4.- La matriz energética del Perú para 2020 y 2030 debería aspirar a que la fuente hidráulica recupere su espacio perdido, inclusive que amplíe su participación (en Brasil y Colombia el 73% y 78%, respectivamente, de las fuentes eléctricas son hidráulicas). Si quisiéramos tener una potencia instalada con fuente hidráulica de 60% en 2020 y de 80% en 2030, tendríamos que ampliar esta potencia instalada a 8.760 MW en 2020 y a 23.360 MW en 2030.

5.- El uso intensivo de los recursos hidroeléctricos propios ofrece un blindaje frente a los procesos inflacionarios generados por el incremento de precios de los combustibles fósiles.
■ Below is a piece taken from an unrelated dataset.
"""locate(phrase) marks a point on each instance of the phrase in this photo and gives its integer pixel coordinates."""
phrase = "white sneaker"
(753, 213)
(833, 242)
6.- El uso de energía hidroeléctrica reemplaza el uso de combustibles fósiles y reduce la emisión de CO2 que afecta el medio ambiente. Por cada 10.000 GW.h/año de energía hidráulica producida se deja de emitir aproximadamente 6 millones de TM de CO2/año.

7.- El Perú tiene un potencial de generación hidroeléctrica de 60.000 MW de los cuales más de 45.000 MW se ubican en la cuenca del Atlántico. Brasil tiene interés en poder contar con un abastecimiento que apoye su demanda energética para los próximos 30 años. Sería imposible que el Perú desarrolle el potencial hidroeléctrico sin aliarse estratégicamente con Brasil.

8.- Perú puede y debe convertirse en exportador de energía, esto permitiría que se consolide una posición geoestratégica en la región sudamericana. Además de favorecer el ingreso de divisas para nuestra economía, la generación de más puestos de trabajo en territorios apartados del país.

9.- La integración energética con Brasil, a través de interconexiones eléctricas, favorece la seguridad energética del Perú, ya que diversifica el riesgo en caso de posibles sequías (hoy en día hay sequía en el norte y fuertes lluvias en el sur) y mejora la eficiencia de todo el sistema integrado regional.

10.- La integración energética con Brasil, consolidaría la integración económica, comercial y vial. El balance geopolítico de esta alianza en Sudamérica sería muy favorable para el Perú.

Que no se repita la historia de la absurda discusión sobre la exportación del gas que fue politizada y generó una innecesaria inestabilidad y desconfianza entre los inversionistas. El Perú debe desarrollar su potencial de producción hidroeléctrica, nos va beneficiar económica y ambientalmente; y, esto pasa necesariamente por una integración energética amplia con el Brasil.